Colomba ran her hands through her hair and sighed. "So that means Rovere planted the whistle; it wasn't the Father at all."
"Yes, he did it to rope me in to the investigation."
"He was clever, that one."
"Chi per la patria muor vissuto e assai," said Dante, quoting an Italian opera, as if sensing Colomba's thoughts. "He who dies for his country has lived well and truly."
"Hush," she snapped.
"Take as long as you need to process the information. It took me three days, and I'm still not done. Too bad he didn't tell us everything right away, your boss," he added sarcastically. "Maybe we'd be a little further ahead right now."
"He didn't want to-" Colomba began, but she cut herself off immediately.

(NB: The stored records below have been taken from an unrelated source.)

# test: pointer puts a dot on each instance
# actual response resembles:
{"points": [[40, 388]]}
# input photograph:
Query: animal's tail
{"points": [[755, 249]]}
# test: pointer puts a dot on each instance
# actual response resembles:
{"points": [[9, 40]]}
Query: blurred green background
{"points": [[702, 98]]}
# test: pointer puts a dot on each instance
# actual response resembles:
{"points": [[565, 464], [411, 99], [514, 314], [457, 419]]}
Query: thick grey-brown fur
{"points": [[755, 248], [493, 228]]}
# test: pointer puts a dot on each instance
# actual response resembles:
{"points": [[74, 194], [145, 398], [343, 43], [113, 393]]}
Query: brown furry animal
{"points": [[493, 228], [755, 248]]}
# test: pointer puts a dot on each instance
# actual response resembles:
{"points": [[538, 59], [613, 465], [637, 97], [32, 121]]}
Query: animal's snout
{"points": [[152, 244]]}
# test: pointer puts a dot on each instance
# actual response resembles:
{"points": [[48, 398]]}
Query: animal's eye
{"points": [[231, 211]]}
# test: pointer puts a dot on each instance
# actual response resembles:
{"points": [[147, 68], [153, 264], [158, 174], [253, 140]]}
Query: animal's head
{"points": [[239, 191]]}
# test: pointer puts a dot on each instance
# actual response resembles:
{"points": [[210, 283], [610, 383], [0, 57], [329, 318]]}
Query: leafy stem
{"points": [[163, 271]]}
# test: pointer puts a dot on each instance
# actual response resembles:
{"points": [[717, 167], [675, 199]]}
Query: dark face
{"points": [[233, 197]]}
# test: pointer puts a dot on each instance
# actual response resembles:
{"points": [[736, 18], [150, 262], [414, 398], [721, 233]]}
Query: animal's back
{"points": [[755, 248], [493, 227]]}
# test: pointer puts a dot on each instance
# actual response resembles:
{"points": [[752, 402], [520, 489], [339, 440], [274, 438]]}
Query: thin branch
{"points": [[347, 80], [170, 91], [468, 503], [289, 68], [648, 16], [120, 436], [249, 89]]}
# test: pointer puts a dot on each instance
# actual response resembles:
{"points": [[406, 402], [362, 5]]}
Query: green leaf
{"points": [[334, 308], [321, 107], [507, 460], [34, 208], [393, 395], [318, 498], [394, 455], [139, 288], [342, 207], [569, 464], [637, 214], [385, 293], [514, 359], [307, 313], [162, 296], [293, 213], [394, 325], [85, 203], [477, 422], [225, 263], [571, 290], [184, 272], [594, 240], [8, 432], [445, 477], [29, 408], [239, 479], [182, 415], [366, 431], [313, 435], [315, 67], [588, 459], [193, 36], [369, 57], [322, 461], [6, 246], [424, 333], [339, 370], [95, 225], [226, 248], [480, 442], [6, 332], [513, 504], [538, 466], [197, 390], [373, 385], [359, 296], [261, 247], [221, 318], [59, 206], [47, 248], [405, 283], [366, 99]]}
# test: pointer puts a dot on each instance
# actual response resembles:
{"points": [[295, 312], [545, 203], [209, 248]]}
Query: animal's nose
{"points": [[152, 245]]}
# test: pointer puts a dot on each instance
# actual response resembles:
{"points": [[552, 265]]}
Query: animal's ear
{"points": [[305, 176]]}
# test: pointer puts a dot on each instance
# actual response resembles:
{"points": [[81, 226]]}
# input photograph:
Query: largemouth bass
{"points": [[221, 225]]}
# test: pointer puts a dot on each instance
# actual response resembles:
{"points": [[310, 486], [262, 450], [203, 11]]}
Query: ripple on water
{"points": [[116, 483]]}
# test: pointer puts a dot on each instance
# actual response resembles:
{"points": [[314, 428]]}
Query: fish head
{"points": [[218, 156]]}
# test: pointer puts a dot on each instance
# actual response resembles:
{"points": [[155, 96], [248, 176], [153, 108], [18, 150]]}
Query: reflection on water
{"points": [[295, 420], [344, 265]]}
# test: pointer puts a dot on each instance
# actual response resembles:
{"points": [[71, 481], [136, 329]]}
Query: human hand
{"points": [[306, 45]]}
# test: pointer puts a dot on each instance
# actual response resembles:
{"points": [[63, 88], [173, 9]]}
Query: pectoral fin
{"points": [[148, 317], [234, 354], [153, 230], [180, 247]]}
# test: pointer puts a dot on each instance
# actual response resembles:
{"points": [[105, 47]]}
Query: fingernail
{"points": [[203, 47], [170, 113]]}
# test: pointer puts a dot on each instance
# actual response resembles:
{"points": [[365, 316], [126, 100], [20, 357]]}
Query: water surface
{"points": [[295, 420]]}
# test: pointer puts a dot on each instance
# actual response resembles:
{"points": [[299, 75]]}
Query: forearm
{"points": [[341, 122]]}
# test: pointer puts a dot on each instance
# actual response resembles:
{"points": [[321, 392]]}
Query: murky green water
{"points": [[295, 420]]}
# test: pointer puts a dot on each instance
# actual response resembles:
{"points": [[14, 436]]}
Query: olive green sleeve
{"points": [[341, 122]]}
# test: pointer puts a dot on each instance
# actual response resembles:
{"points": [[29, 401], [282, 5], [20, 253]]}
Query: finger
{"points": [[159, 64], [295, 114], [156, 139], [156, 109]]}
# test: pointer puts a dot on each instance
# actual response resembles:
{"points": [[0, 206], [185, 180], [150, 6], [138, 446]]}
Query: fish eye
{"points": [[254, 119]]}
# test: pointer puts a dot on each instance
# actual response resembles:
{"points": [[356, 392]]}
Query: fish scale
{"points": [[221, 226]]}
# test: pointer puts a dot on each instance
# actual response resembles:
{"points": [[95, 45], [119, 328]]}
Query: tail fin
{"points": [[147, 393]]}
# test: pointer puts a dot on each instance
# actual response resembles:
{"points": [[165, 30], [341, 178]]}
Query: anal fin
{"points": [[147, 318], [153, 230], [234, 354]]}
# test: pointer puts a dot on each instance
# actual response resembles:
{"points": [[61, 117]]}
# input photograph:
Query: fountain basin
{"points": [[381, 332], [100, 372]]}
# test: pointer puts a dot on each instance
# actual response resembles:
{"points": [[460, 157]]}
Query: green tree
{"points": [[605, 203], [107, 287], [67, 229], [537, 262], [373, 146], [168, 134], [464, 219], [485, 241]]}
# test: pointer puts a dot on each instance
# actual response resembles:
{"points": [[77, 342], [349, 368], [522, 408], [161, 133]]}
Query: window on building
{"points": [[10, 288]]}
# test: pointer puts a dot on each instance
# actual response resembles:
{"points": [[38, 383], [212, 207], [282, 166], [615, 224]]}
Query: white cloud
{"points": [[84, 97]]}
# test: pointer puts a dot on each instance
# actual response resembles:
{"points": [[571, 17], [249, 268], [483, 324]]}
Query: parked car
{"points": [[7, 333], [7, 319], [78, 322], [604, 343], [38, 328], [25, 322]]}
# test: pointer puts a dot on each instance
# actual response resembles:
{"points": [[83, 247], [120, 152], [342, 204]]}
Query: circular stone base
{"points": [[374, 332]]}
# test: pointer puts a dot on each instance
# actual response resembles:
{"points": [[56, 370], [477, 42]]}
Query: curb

"Yes, I know," Dante went on with some irritation. "He thought he'd just stumbled onto one more of the ten thousand Italian secrets, and he was afraid of unleashing a scandal. Too bad that the child Bellomo was talking about was me. Or the kid I saw murdered."
"You can't be sure of that."
"Of course I can. Look at the dates. December 1989. That was when I ran away. And the Father's little squadron eliminated all the traces. But Rovere was afraid of the scandal. Muddying the reputation of the institutions." Dante got to his feet and leaned back against the rooftop railing, a black shadow against the city's white light reflected off the clouds. "But he was wrong. It's been twenty-five years. Who do you think gives a damn about a couple of kids who got caught up in some military maneuver? They'd have just covered it all up, anyway."